2018-05-25 02:47:17

by Steven Rostedt

[permalink] [raw]
Subject: [PATCH v4] rcu: Speed up calling of RCU tasks callbacks


From: Steven Rostedt (VMware) <[email protected]>

Joel Fernandes found that the synchronize_rcu_tasks() was taking a
significant amount of time. He demonstrated it with the following test:

# cd /sys/kernel/tracing
# while [ 1 ]; do x=1; done &
# echo '__schedule_bug:traceon' > set_ftrace_filter
# time echo '!__schedule_bug:traceon' > set_ftrace_filter;

real 0m1.064s
user 0m0.000s
sys 0m0.004s

Where it takes a little over a second to perform the synchronize,
because there's a loop that waits 1 second at a time for tasks to get
through their quiescent points when there's a task that must be waited
for.

After discussion we came up with a simple way to wait for holdouts but
increase the time for each iteration of the loop but no more than a
full second.

With the new patch we have:

# time echo '!__schedule_bug:traceon' > set_ftrace_filter;

real 0m0.131s
user 0m0.000s
sys 0m0.004s

Which drops it down to 13% of what the original wait time was.

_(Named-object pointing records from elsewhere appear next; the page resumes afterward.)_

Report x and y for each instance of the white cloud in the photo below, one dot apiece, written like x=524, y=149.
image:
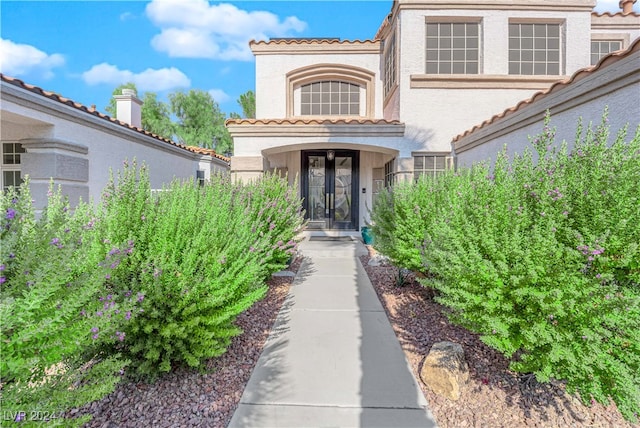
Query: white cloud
x=127, y=16
x=197, y=29
x=147, y=80
x=611, y=6
x=219, y=95
x=17, y=59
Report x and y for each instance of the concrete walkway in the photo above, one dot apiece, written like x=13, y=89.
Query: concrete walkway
x=332, y=359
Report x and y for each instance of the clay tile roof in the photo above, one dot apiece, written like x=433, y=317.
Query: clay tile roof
x=313, y=41
x=609, y=14
x=604, y=62
x=92, y=111
x=313, y=121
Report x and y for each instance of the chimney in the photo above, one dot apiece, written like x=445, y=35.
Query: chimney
x=626, y=6
x=128, y=108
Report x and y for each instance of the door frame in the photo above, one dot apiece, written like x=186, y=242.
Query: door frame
x=330, y=182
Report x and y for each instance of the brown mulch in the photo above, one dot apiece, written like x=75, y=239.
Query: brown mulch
x=191, y=398
x=495, y=396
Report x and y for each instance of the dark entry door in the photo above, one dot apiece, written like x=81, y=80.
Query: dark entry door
x=330, y=188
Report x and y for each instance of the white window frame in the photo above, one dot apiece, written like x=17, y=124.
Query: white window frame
x=10, y=167
x=520, y=45
x=435, y=168
x=390, y=173
x=453, y=55
x=390, y=64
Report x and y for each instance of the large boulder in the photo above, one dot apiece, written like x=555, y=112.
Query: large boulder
x=445, y=370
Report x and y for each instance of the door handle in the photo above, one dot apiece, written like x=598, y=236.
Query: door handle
x=326, y=203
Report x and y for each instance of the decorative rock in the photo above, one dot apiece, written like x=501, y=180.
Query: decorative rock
x=445, y=370
x=378, y=260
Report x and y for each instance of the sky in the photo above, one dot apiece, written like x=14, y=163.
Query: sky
x=83, y=50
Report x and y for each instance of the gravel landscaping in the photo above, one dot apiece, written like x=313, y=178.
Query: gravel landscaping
x=495, y=396
x=187, y=397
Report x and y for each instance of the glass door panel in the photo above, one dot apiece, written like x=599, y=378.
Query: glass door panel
x=329, y=188
x=317, y=188
x=342, y=198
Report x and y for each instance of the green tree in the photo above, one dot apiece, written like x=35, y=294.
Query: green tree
x=156, y=116
x=111, y=107
x=248, y=103
x=200, y=122
x=192, y=118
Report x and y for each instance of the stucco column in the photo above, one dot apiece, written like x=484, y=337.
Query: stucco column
x=64, y=162
x=247, y=168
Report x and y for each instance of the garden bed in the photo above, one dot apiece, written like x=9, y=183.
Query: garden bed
x=495, y=396
x=187, y=397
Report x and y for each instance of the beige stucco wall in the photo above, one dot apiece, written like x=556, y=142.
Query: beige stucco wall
x=439, y=113
x=616, y=87
x=78, y=149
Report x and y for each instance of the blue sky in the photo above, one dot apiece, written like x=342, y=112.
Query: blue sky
x=84, y=49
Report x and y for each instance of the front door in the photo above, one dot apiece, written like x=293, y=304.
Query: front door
x=330, y=188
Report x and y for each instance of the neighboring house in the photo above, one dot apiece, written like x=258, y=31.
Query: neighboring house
x=46, y=136
x=614, y=83
x=350, y=117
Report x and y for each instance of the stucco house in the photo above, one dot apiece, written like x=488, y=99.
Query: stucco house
x=47, y=136
x=350, y=117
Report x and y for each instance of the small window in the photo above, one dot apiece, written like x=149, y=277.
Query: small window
x=389, y=173
x=330, y=98
x=200, y=177
x=453, y=47
x=430, y=165
x=390, y=65
x=11, y=154
x=601, y=48
x=534, y=49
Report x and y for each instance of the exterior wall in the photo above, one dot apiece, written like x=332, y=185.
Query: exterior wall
x=428, y=101
x=616, y=27
x=616, y=87
x=77, y=149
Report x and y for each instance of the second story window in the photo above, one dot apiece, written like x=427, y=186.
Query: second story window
x=330, y=98
x=453, y=47
x=534, y=49
x=600, y=48
x=390, y=65
x=11, y=160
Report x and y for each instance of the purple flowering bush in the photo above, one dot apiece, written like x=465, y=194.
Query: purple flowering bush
x=541, y=258
x=57, y=311
x=202, y=254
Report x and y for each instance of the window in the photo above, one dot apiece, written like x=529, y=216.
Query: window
x=453, y=47
x=330, y=98
x=429, y=165
x=11, y=159
x=200, y=177
x=534, y=49
x=389, y=173
x=600, y=48
x=390, y=65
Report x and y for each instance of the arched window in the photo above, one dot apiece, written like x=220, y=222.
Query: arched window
x=330, y=90
x=330, y=98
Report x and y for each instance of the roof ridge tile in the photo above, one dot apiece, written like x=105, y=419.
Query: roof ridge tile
x=92, y=111
x=578, y=75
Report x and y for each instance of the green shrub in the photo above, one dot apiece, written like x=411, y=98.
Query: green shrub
x=202, y=254
x=57, y=313
x=541, y=258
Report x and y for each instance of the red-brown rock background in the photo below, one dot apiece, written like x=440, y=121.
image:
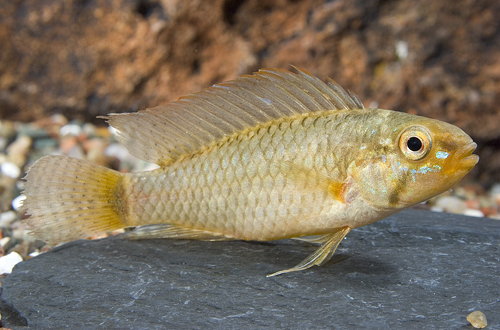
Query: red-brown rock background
x=86, y=58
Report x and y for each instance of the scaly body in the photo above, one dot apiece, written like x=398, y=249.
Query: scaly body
x=269, y=156
x=250, y=186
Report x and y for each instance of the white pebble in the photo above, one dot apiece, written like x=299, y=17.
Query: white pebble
x=17, y=202
x=4, y=241
x=9, y=261
x=473, y=213
x=10, y=169
x=34, y=254
x=6, y=218
x=70, y=129
x=402, y=49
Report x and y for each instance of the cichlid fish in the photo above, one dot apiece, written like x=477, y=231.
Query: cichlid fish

Link: http://lkml.kernel.org/r/[email protected]
Reported-by: Joel Fernandes (Google) <[email protected]>
Suggested-by: Joel Fernandes (Google) <[email protected]>
Signed-off-by: Steven Rostedt (VMware) <[email protected]>
---
diff --git a/kernel/rcu/update.c b/kernel/rcu/update.c
index 68fa19a5e7bd..452e47841a86 100644
--- a/kernel/rcu/update.c
+++ b/kernel/rcu/update.c
@@ -715,6 +715,7 @@ static int __noreturn rcu_tasks_kthread(void *arg)
struct rcu_head *list;
struct rcu_head *next;
LIST_HEAD(rcu_tasks_holdouts);
+ int fract;

/* Run on housekeeping CPUs by default. Sysadm can move if desired. */
housekeeping_affine(current, HK_FLAG_RCU);
@@ -796,13 +797,25 @@ static int __noreturn rcu_tasks_kthread(void *arg)
* holdouts. When the list is empty, we are done.
*/
lastreport = jiffies;
- while (!list_empty(&rcu_tasks_holdouts)) {
+
+ /* Start off with HZ/10 wait and slowly back off to 1 HZ wait*/
+ fract = 10;
+
+ for (;;) {
bool firstreport;
bool needreport;
int rtst;
struct task_struct *t1;

- schedule_timeout_interruptible(HZ);
+ if (list_empty(&rcu_tasks_holdouts))
+ break;
+
+ /* Slowly back off waiting for holdouts */
+ schedule_timeout_interruptible(HZ/fract);
+
+ if (fract > 1)
+ fract--;
+
rtst = READ_ONCE(rcu_task_stall_timeout);
needreport = rtst > 0 &&
time_after(jiffies, lastreport + rtst);


2018-05-25 02:46:45

by Steven Rostedt

[permalink] [raw]
Subject: Re: [PATCH v4] rcu: Speed up calling of RCU tasks callbacks

On Thu, 24 May 2018 16:19:18 -0700
Joel Fernandes <[email protected]> wrote:

> On Thu, May 24, 2018 at 06:49:46PM -0400, Steven Rostedt wrote:
> >
> > From: Steven Rostedt (VMware) <[email protected]>
> >
> > Joel Fernandes found that the synchronize_rcu_tasks() was taking a
> > significant amount of time. He demonstrated it with the following test:
> >
> > # cd /sys/kernel/tracing
> > # while [ 1 ]; do x=1; done &
> > # echo '__schedule_bug:traceon' > set_ftrace_filter
> > # time echo '!__schedule_bug:traceon' > set_ftrace_filter;
> >
> > real 0m1.064s
> > user 0m0.000s
> > sys 0m0.004s
> >
> > Where it takes a little over a second to perform the synchronize,
> > because there's a loop that waits 1 second at a time for tasks to get
> > through their quiescent points when there's a task that must be waited
> > for.
> >
> > After discussion we came up with a simple way to wait for holdouts but
> > increase the time for each iteration of the loop but no more than a
> > full second.
> >
> > With the new patch we have:
> >
> > # time echo '!__schedule_bug:traceon' > set_ftrace_filter;
> >
> > real 0m0.131s
> > user 0m0.000s
> > sys 0m0.004s
> >
> > Which drops it down to 13% of what the original wait time was.
>
> Should be 90% of original?

That would be if I said "drops it down X" but I said "drops it down to
X of what the original wait time was". And 0.131 is 13% of 1.064. :-)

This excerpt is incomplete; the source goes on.